A quantum processor is a finicky, expensive, shared instrument. A superconducting machine needs a dilution refrigerator the size of a small car and a room of supporting electronics. A trapped-ion or neutral-atom machine needs lasers, vacuum systems, and precision optics. Nobody is going to put one on your desk, and for the foreseeable future nobody needs to. The cloud model fits quantum hardware almost perfectly, because quantum work is naturally bursty. You spend most of your time thinking, writing, and simulating on a classical computer, then send a compact description of a circuit to the quantum machine, which runs it many times in milliseconds and returns a set of measurement outcomes. The quantum processor is busy for a tiny fraction of your total working time, so sharing it across thousands of users is both economical and technically sensible.
This is why access is genuinely global and genuinely open. Several companies provide their machines over the internet, each wrapped in documentation, tutorials, and a community. You do not need an institutional affiliation, a grant, or a purchase order to start. Whether you want to retool a career, prototype an algorithm for your company, or simply see what a Bell state looks like when measured ten thousand times, the on-ramp is a web browser and a free account.
It helps to be precise about what "running on a quantum computer" means in 2026, because the marketing can blur it. There are three different things you can run against, and knowing which one you are using matters:
The practical workflow blends all three. You design and debug on a simulator, where iteration is instant and free, then submit the finished circuit to real hardware when you need a result that reflects an actual machine. Cloud platforms make switching between a simulator and a QPU as simple as changing one line that names the backend.

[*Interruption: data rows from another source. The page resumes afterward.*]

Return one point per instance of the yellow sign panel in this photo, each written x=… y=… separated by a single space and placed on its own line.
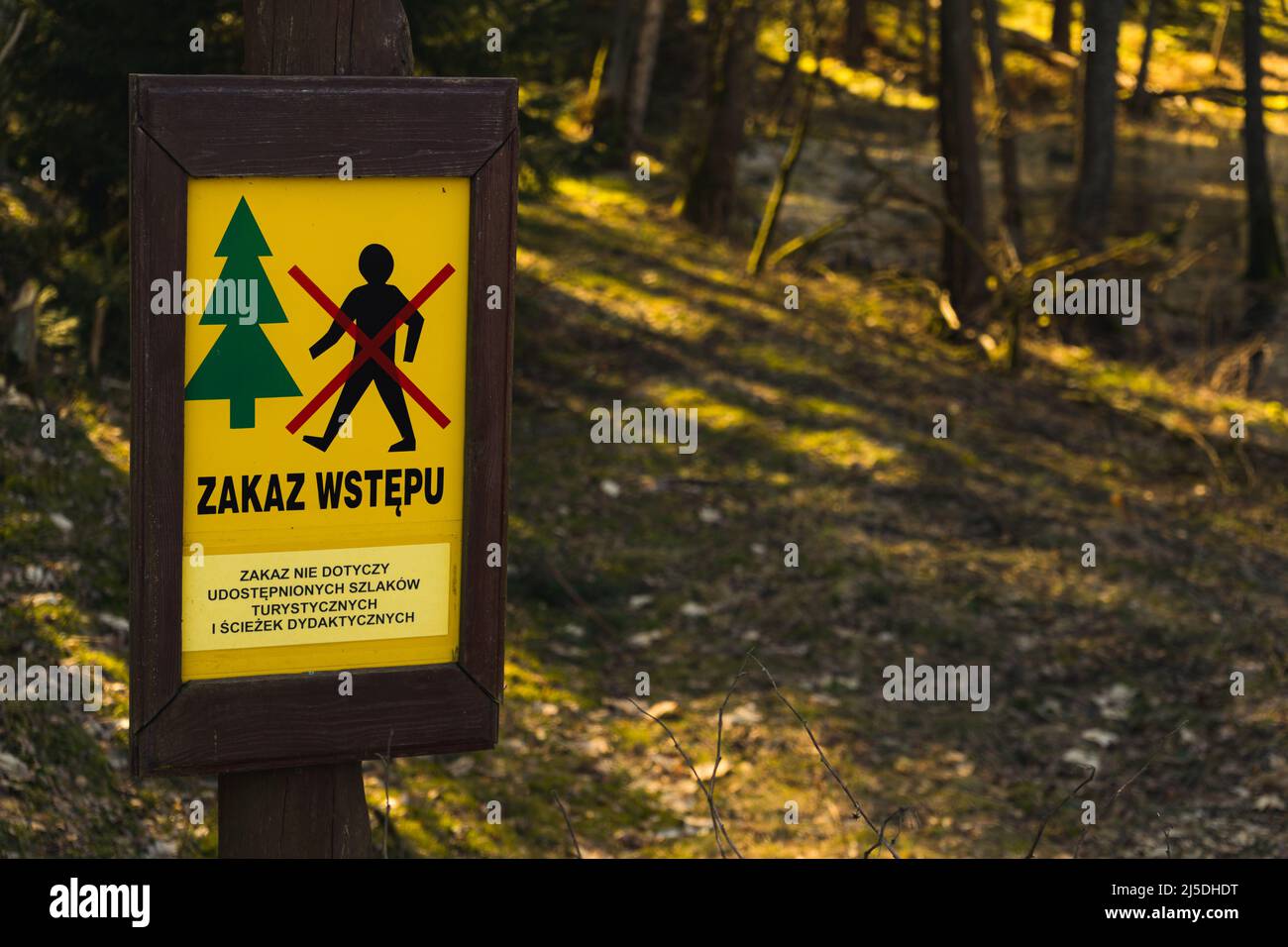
x=323 y=423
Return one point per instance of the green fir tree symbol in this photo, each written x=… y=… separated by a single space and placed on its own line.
x=243 y=365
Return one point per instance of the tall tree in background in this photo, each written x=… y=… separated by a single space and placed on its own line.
x=1008 y=157
x=1138 y=95
x=1061 y=18
x=964 y=270
x=1094 y=191
x=927 y=50
x=855 y=31
x=642 y=76
x=1265 y=261
x=609 y=85
x=709 y=195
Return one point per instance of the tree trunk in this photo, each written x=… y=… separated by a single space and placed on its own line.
x=642 y=77
x=1094 y=192
x=964 y=270
x=1061 y=20
x=1223 y=18
x=609 y=110
x=1138 y=95
x=1008 y=153
x=1265 y=261
x=855 y=33
x=782 y=180
x=927 y=50
x=310 y=812
x=708 y=198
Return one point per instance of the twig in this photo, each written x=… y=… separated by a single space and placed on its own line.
x=715 y=767
x=898 y=813
x=384 y=759
x=1129 y=781
x=716 y=822
x=13 y=38
x=1074 y=791
x=567 y=822
x=822 y=755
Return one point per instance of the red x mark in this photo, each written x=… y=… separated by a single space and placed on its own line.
x=370 y=347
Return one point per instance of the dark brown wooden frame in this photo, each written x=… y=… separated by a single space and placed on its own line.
x=201 y=127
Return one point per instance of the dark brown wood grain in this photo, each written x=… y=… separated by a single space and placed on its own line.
x=301 y=812
x=327 y=38
x=159 y=236
x=297 y=127
x=487 y=442
x=290 y=719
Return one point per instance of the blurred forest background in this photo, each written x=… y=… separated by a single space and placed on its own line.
x=684 y=161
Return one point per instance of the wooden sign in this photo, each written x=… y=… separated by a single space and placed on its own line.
x=322 y=315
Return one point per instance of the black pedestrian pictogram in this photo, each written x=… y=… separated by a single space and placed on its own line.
x=373 y=307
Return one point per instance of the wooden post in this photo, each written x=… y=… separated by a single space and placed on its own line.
x=310 y=812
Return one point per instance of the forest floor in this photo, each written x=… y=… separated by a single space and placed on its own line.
x=814 y=429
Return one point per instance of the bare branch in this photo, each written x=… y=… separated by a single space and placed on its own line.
x=716 y=822
x=1129 y=781
x=822 y=755
x=567 y=822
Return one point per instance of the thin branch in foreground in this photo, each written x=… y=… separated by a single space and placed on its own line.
x=1113 y=799
x=567 y=822
x=822 y=755
x=715 y=767
x=716 y=822
x=897 y=814
x=1074 y=791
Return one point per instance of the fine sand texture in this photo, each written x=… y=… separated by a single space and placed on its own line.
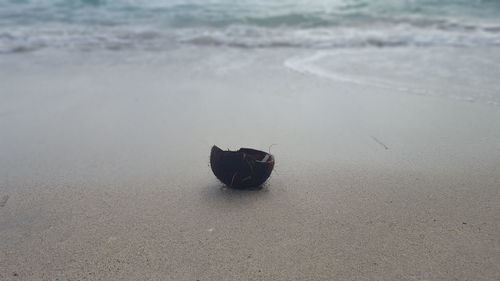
x=104 y=175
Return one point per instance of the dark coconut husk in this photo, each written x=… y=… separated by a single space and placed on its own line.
x=245 y=168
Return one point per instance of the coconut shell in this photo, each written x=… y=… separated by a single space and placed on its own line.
x=245 y=168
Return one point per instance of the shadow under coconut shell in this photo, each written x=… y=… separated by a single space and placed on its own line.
x=220 y=194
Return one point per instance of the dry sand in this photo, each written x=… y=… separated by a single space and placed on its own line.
x=104 y=176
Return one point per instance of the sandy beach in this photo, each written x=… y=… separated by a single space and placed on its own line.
x=104 y=174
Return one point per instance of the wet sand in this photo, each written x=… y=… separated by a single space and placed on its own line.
x=104 y=176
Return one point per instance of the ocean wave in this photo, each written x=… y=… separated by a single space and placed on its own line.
x=383 y=35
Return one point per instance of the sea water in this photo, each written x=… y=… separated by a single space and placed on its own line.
x=453 y=45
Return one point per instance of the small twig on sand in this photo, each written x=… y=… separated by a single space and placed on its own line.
x=4 y=200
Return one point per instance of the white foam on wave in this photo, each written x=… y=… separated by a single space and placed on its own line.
x=443 y=72
x=153 y=38
x=309 y=65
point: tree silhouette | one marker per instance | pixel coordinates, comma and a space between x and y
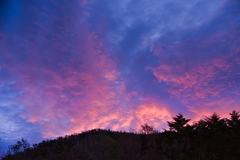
20, 146
179, 123
234, 120
214, 122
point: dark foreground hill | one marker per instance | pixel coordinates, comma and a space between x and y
210, 139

The original example, and still the canonical one, is IBM. In 2016 IBM put a small quantum processor on the public cloud and let anyone use it, an unusual move for frontier hardware. The result was a community that grew into hundreds of thousands of registered users running enormous numbers of circuits per day across IBM's fleet of machines and simulators, all programmed through IBM's open-source Qiskit software. That template, free entry-level access plus a rich library of learning material plus a paid tier for serious workloads, became the model everyone else followed.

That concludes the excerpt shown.